# swiss chalet special anyone?



## rollee (Feb 26, 2003)

not sure if people here likes swiss chalet as much as i do.
there's a special going on for $7.99 for quarter chicken dinner and a blockbuster movie rental. not bad.


----------



## talonracer (Dec 30, 2003)

Our local Tony Roma's has a "dinner and a movie" promo going on with the local Cineplex Odeon, for $19.99. Not sure the details, but I'm sure I'll be swinging by soon enough to find out....


----------



## Peter Scharman (Jan 4, 2002)

In my best Homer Simpson voice, "Mmmmmm,.....chicken!"


----------



## Dr.G. (Aug 4, 2001)

"Mmmmmmmmmmmmm.....ribs....."


----------



## gordguide (Jan 13, 2001)

Unfortunately, the Swiss Chalet in Saskatoon went broke (for the second time) and is no more. Kenny Rogers' just closed it's doors after trying for 2 years.

Pizza Hut went bankrupt twice before finally getting it right the third time (both times all the franchises were owned by one company; to actually stick around they had to set up corporate-owned stores and I'm sure they lost money for quite a while).

Wendy's has one (corporate) location that loses money, and Burger King can only manage two locations.
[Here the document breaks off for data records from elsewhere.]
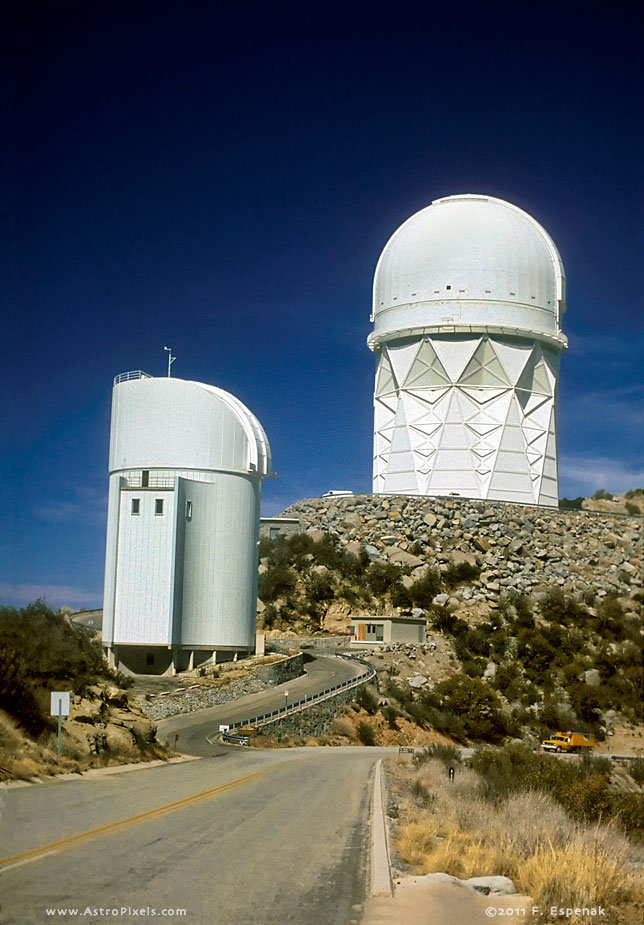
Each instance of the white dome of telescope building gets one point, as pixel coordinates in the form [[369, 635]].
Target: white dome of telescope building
[[467, 305], [186, 466]]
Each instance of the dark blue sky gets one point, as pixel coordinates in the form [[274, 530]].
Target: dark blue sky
[[221, 178]]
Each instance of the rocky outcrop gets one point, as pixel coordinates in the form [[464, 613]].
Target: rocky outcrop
[[519, 548]]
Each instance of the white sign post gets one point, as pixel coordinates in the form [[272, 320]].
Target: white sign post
[[60, 707]]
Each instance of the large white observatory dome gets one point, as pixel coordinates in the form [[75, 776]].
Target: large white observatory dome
[[467, 303], [469, 261]]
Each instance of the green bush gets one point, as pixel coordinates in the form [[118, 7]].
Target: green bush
[[320, 587], [636, 770], [367, 700], [424, 590], [381, 576], [464, 571], [275, 582], [400, 596], [473, 702], [42, 651], [445, 753], [366, 734], [391, 714]]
Mickey D does alright, though; lots of franchises and they all are busy.

KFC built it's second restaurant in all of Canada here (Calgary was first) and never looked back, they've done very well over the years. The Colonel used to visit Saskatoon at least twice a year and hang out, while the Saskatoon owner was a board member of the old independent KFC corporation. A&W does very well and has more locations than any of the above.

Saskatoon has more restaurants per capita (pop 220,000) than anywhere in Canada and it's a rude surprise when a franchise moves in expecting to crush all the local businesses; the locals are very tough competition. It's a great place to dine out.

[ March 14, 2004, 08:50 AM: Message edited by: gordguide ]


----------



## Griller (Jan 17, 2002)

Hm! Thanks for the heads-up Rollee! Not too shabby! I'll have to check out that special. I haven't had Swiss Chalet in a while, so it's a pretty good incentive for me to revisit them... mmmmmmm...


----------